Suppose $G$ is a group and $g\in G$ be such that $\{ g^6,g^{10},g^{15}\}$ generates all of $G$. Which of the following is not a possible order of $G$:
$(a)1$
$(b)7 $
$(c)12$
$(d) 30$
$(e)$ none of the above
Clearly choosing $g=e$, $(a)$ is possible. And since $7$ is prime therefore $(b)$ is also possible. Since lcm$(6,10,15)=30$, I guess $(d)$ is also possible but I’m not sure. Any suggestions to do it properly?

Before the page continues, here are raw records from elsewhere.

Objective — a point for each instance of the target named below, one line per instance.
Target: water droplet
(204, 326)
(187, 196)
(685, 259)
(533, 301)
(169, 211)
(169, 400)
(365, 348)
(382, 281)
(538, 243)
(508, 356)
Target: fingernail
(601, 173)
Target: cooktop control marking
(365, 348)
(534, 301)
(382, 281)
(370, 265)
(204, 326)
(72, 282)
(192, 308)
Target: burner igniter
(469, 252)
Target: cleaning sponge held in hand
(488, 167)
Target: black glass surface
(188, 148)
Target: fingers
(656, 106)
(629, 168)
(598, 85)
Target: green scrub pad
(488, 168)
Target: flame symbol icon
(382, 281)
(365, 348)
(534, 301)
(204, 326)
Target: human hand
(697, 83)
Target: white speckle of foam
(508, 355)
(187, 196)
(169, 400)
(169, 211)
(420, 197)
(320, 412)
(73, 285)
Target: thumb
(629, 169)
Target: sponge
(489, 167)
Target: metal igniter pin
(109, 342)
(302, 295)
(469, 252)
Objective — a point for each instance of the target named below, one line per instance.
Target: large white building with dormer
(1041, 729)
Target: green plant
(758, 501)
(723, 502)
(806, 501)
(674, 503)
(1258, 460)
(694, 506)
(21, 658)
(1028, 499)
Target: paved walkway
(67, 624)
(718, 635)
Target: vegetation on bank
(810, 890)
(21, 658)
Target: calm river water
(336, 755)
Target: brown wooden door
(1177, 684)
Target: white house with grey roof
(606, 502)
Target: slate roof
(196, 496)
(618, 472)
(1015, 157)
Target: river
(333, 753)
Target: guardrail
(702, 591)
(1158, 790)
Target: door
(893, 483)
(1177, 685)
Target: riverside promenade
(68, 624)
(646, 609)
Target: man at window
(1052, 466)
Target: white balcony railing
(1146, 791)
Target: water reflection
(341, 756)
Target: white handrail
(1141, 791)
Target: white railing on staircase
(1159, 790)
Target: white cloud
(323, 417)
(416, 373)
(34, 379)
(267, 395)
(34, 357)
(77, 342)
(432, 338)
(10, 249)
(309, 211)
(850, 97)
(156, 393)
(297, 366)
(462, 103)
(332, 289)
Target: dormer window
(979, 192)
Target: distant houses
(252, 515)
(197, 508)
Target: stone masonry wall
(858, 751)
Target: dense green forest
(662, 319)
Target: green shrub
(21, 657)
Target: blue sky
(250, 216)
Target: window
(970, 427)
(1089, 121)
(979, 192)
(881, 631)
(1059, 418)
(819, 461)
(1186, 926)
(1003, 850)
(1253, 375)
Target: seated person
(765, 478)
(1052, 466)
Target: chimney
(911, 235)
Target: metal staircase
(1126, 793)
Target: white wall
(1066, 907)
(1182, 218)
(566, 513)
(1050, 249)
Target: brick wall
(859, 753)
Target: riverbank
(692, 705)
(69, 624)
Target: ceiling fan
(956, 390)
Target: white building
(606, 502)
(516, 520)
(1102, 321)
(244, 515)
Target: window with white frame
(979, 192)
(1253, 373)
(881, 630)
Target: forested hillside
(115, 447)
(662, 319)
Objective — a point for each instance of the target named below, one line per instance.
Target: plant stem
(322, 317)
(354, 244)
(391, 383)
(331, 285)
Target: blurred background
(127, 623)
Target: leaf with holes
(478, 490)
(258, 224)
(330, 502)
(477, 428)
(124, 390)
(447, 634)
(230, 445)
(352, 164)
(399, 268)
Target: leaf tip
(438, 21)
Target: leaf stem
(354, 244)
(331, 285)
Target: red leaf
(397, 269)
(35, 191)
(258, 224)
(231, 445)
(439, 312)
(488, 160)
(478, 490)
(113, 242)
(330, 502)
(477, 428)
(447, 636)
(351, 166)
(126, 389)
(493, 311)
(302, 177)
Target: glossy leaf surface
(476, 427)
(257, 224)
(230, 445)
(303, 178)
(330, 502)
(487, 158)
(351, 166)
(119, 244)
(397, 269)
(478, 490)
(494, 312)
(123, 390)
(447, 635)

The crucial observation is that the following are equivalent for any group $G$:
$(i)$ $G$ is generated by $\{g^6, g^{10}, g^{15}\}$ for some $g \in G$
$(ii)$ $G$ is cyclic.
It's obvious that $(i) \to (ii)$.To see that $(ii) \to (i)$, suppose $G$ is cyclic and let $g_0$ be a generator of $G$. Now, note that since $\gcd(6, 10, 15) = 1$, we have that there exist integers $a,b,c$ such that $6a+10b+15c=1$, so that $g_0=g_0^{6a}g_0^{10b}g_0^{15c}$.
It's clear that $\{6, 10, 15\}$ is not special, and can be replaced with any set of coprime integers.